According to GF slides, they expect a 40-50% advantage in perf/watt compared to the current 45nm process (although I'm not sure if they already include the Low-K update for 45nm):
So this is one variable. Another is gate delay. But I don't have GF's gate delay numbers for their processes at the likely operating voltage range, but it should roughly be 70% of their 45nm SOI gate delay (linear scaling factor).
Llano should have ~35M T per core, 110M incl. L2, so ~75M for the L2 and other stuff (e.g. power gating ring).
BD has 213M T per module, minus 150M for the L2+rest there remain 63M T for the 2 cores.
Both for BD and Llano AMD stated 0.8 to 1.3V. There is even more extensive clock gating in BD, which might reduce dynamic core power even more (maybe 20% vs. K10).

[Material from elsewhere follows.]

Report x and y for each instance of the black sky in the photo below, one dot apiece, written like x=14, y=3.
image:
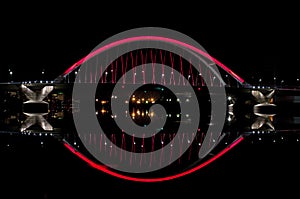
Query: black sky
x=252, y=39
x=249, y=39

http://pc.watch.impress.co.jp/img/pcw/docs/430/341/html/13.jpg.html
Assuming nearly constant uncore power consumption (reduced by process, increased by # of T and clock frequency), a BD module on a X8 might have 150% of the power budget of a Thuban core and a BD core 75% respectively. With less L2 power (IIRC it is an 8T design in BD) but likely more relative leakage we might just look at roughly estimated core power relations:
BD : 63M T at 150% power (2 cores)
BD : ~32M T at 75% power (1 core avg)
hypothetical 10h 6C at 32nm: ~35M T at 100% power
10h: ~35M T at 166% power (inverse of 40% lower perf/watt)
So if a Thuban core has about 13.3W TDP (95W-15W uncore), it would use ~8W in 32nm at the same clock. This would be 100%.
A BD module at the same voltage and maybe 20% higher clock (FO4 reduction!) might use ~12W. 4 Modules would use ~50W then. Now scaling back to 80W again (20W per module) could add even another 20% of clock frequency headroom (about 45% combined). Thus a 4GHz Zambezi at 95W is not unlikely.
Could someone please check my numbers?